The known faults in the San Francisco area include the San Andreas, the Hayward, the Rodgers Creek and the San Gregorio. Measurements of so-called slip rates on these faults, which range from three to 24 millimeters a year, are inconsistent. The movement of the northern San Andreas line and that of the southern portion are off by as much as four millimeters annually. "In the past, the thought was that there must be something wrong with the calculations on the San Gregorio fault," remarks study leader Kevin P. Furlong of Penn State University. Instead, Furlong and his colleagues hypothesized that there could be another fault whose movement would explain the measured discrepancies. "We think we have evidence that there is an additional earthquake hazard in the San Francisco area due to a blind thrust fault," he explains. "Blind thrust faults are notorious because they are hard to find until an earthquake occurs on them."

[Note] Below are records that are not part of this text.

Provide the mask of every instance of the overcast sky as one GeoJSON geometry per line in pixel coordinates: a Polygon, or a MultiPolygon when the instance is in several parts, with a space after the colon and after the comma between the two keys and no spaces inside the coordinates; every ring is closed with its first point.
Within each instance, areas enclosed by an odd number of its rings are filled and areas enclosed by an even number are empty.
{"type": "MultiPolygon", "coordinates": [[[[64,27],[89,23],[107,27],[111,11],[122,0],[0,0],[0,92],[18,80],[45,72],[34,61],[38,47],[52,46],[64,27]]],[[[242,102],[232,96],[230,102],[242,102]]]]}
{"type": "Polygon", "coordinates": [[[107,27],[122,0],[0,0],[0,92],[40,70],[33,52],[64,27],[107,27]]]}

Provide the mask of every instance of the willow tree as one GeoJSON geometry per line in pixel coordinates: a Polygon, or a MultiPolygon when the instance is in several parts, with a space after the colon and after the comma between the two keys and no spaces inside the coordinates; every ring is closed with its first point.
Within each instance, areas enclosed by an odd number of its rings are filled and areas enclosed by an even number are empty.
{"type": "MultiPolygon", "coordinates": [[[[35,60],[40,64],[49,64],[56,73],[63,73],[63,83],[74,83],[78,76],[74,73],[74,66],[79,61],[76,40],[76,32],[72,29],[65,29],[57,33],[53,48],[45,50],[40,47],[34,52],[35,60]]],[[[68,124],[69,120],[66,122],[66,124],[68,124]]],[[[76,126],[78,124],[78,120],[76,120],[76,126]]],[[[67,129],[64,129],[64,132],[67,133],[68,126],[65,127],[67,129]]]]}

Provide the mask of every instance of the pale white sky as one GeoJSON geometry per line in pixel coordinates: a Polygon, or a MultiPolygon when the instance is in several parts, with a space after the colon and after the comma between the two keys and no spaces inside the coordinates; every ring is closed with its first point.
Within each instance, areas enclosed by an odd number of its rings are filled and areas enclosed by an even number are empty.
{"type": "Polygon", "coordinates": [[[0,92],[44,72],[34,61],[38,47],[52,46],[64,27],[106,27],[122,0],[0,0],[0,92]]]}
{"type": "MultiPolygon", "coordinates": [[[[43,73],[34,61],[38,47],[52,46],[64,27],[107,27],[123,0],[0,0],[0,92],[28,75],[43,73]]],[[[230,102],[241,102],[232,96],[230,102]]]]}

Upward movement of the area's Mt. Tamalpais could provide indirect evidence of the thrust fault but the uplift is too small to be measured accurately with current Global Positioning System (GPS) measurements and there are not enough historical data for comparison. Instead, the scientists calculated the steepness of rivers on the nearby Bolinas Ridge and determined that their gradually rising slopes were consistent with the uplift of a blind fault. If their calculations are correct and the thrust fault's movement accounts for the entire discrepancy between the other faults' rate of movement, the researchers calculate that it could give rise to an earthquake of magnitude 6 to 6.5 on a timescale of several hundred years. The team is planning experiments to find direct evidence of the fault, but standard seismic imaging does not work on the type of rock in the area, so alternative methods must be employed.